Le sommeil : un enjeu invisible pour les organisations 

Mélissa Jan

« Le sommeil a un impact profond sur notre santé ; il est essentiel pour se sentir bien. »  — SantéPsy 

À l’occasion de la Journée internationale du sommeil, célébrée le 13 mars, il est important de rappeler que le sommeil ne relève pas uniquement de la sphère privée. 

Pendant la nuit, notre esprit se régénère, retrouve de l’énergie, les émotions se stabilisent et les souvenirs se renforcent. À l’inverse, des nuits insuffisantes ou agitées nuisent à la concentration, à l’humeur et à la capacité à faire face aux difficultés du quotidien. 

Dans un monde du travail où le rythme est soutenu et où l’on se sent souvent obligé de rester disponible, le sommeil est souvent négligé. Les journées chargées, le stress professionnel ou la difficulté à couper avec le travail peuvent progressivement en altérer la qualité. Pourtant, lorsque le manque de sommeil devient régulier, il ne s’agit plus d’une simple fatigue passagère, mais d’un signal d’alerte qu’il est essentiel de prendre au sérieux. 

Sommeil, performance et fatigue : un équilibre fragile 

Le sommeil ne sert pas seulement à se reposer. Il joue un rôle central dans l’équilibre psychologique et dans la capacité à travailler efficacement. Pendant la nuit, le cerveau traite les informations de la journée, consolide les apprentissages et régule les émotions. Ce processus soutient des fonctions indispensables au travail : attention, mémoire, concentration, organisation et prise de décision. 

Un sommeil de qualité favorise une humeur stable, une meilleure gestion du stress et une plus grande capacité à prendre du recul. À l’inverse, un manque de sommeil répété fragilise la résistance au stress, accentue les tensions et diminue les capacités de réflexion. Les effets ne se limitent pas à une sensation de fatigue : ils peuvent influencer les relations professionnelles, la qualité du travail et, à terme, augmenter le risque d’épuisement. 

La fatigue est souvent minimisée. On la considère comme normale lorsque le travail s’intensifie. Pourtant, lorsqu’elle s’installe dans la durée, elle peut révéler un déséquilibre plus important : une charge mentale trop élevée, une pression constante à performer, des difficultés à déconnecter ou des tensions au sein de l’équipe. 

Si plusieurs collaborateurs sont concernés, les effets peuvent rapidement se ressentir au sein de l’équipe : davantage d’erreurs, plus de tensions, une baisse de la qualité du travail ou un retrait progressif de certains. La fatigue chronique peut alors devenir un signal important sur l’état de santé de l’organisation. 

Troubles du sommeil, quels signaux observer ?  

Tous les troubles du sommeil ne sont pas liés au travail. Néanmoins, certains signes doivent alerter, surtout lorsqu’ils persistent : fatigue importante durant la journée, difficultés de concentration, maux de tête au réveil, irritabilité inhabituelle ou sensation de ne jamais être réellement reposé. 

Selon la Ligue pulmonaire suisse, des ronflements irréguliers ou des pauses respiratoires observées pendant la nuit peuvent aussi signaler un syndrome d’apnée du sommeil.
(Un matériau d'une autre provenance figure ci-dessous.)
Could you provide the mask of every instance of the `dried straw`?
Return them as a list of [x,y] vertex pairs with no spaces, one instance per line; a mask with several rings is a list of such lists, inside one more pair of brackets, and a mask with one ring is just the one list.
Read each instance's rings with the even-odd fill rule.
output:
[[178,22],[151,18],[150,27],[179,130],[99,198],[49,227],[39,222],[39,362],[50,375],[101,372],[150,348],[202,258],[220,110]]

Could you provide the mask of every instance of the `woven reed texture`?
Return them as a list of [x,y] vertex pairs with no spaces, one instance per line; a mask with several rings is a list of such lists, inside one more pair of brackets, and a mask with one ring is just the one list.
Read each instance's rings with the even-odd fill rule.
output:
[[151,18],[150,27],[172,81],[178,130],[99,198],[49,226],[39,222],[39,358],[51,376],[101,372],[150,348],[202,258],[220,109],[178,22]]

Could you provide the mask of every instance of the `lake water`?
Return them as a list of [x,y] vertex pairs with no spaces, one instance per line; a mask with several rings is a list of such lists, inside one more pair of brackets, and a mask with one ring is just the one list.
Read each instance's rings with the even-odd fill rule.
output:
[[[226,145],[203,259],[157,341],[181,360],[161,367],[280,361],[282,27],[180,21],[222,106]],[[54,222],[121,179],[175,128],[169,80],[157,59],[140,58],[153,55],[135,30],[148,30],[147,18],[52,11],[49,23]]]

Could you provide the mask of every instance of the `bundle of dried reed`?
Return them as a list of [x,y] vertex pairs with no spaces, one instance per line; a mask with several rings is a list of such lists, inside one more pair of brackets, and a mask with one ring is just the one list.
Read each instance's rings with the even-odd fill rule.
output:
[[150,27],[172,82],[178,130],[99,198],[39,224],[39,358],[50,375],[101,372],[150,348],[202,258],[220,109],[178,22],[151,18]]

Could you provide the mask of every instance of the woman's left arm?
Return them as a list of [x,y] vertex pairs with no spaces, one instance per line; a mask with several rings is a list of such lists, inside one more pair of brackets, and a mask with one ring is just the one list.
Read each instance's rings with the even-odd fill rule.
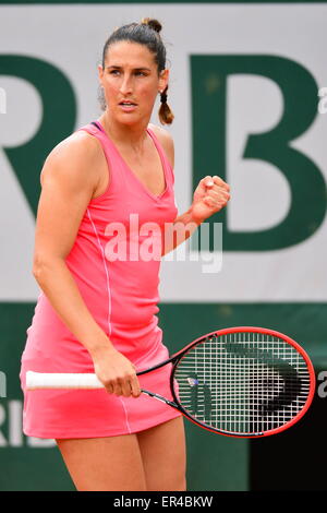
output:
[[[174,167],[174,145],[170,133],[150,124],[150,128],[159,139],[171,168]],[[174,250],[179,244],[189,239],[196,228],[208,217],[223,208],[230,199],[230,187],[217,176],[203,178],[193,194],[190,208],[178,216],[172,224],[166,225],[161,255]]]
[[228,183],[217,176],[203,178],[194,191],[190,208],[172,224],[166,225],[161,255],[189,239],[205,219],[221,211],[229,200]]

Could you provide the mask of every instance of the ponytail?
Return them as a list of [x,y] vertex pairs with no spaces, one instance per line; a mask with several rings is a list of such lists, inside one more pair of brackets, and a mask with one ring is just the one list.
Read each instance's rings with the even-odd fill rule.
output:
[[161,124],[171,124],[174,118],[171,108],[167,104],[167,90],[168,85],[166,90],[160,93],[161,106],[159,108],[159,120]]

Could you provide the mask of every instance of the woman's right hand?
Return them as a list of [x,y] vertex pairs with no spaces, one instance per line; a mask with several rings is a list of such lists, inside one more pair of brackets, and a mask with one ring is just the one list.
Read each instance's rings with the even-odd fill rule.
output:
[[92,355],[97,378],[109,394],[138,397],[141,387],[133,363],[113,347],[97,349]]

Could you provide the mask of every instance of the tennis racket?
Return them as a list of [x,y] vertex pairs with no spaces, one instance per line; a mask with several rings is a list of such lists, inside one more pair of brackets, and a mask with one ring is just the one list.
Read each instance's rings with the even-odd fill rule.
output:
[[[289,336],[263,327],[230,327],[208,333],[168,360],[173,401],[142,390],[215,433],[257,438],[298,422],[315,391],[315,372],[303,348]],[[34,389],[104,387],[96,374],[26,373]],[[137,401],[137,399],[135,399]]]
Ce trouble se caractérise par des interruptions répétées de la respiration et peut entraîner une somnolence accrue ainsi qu’une diminution des capacités cognitives. En cas de doute, un avis médical et un dépistage peuvent être recommandés. 

Il n’appartient évidemment pas à l’entreprise de poser un diagnostic médical. En revanche, elle peut mettre en place un cadre où les collaborateurs se sentent libres de parler de leur fatigue et d’être orientés vers les bonnes ressources. La prévention repose avant tout sur l’écoute, le dialogue et une approche sans jugement.

Agir ensemble : une responsabilité partagée 

Le sommeil relève en partie de la vie personnelle, mais les conditions de travail influencent directement la capacité à récupérer. 

Enfin, chaque collaborateur reste responsable de sa santé. S’informer, consulter en cas de difficultés persistantes et utiliser les ressources mises à disposition par l’entreprise font partie d’une démarche de prévention partagée. 

Le sommeil n’est pas un simple confort personnel. Il est un pilier de la santé mentale et un indicateur important du climat organisationnel. 

Lorsque la récupération n’est plus possible, il est important de s’interroger sur l’équilibre entre les exigences du travail et les ressources disponibles. Préserver des conditions favorables au repos n’est pas accessoire : c’est un choix stratégique qui soutient la qualité du travail, la stabilité des équipes et la prévention des risques psychosociaux.  

À l’occasion de la Journée internationale du sommeil, ouvrir le dialogue sur ce thème, c’est rappeler que la performance durable repose aussi sur la santé collective.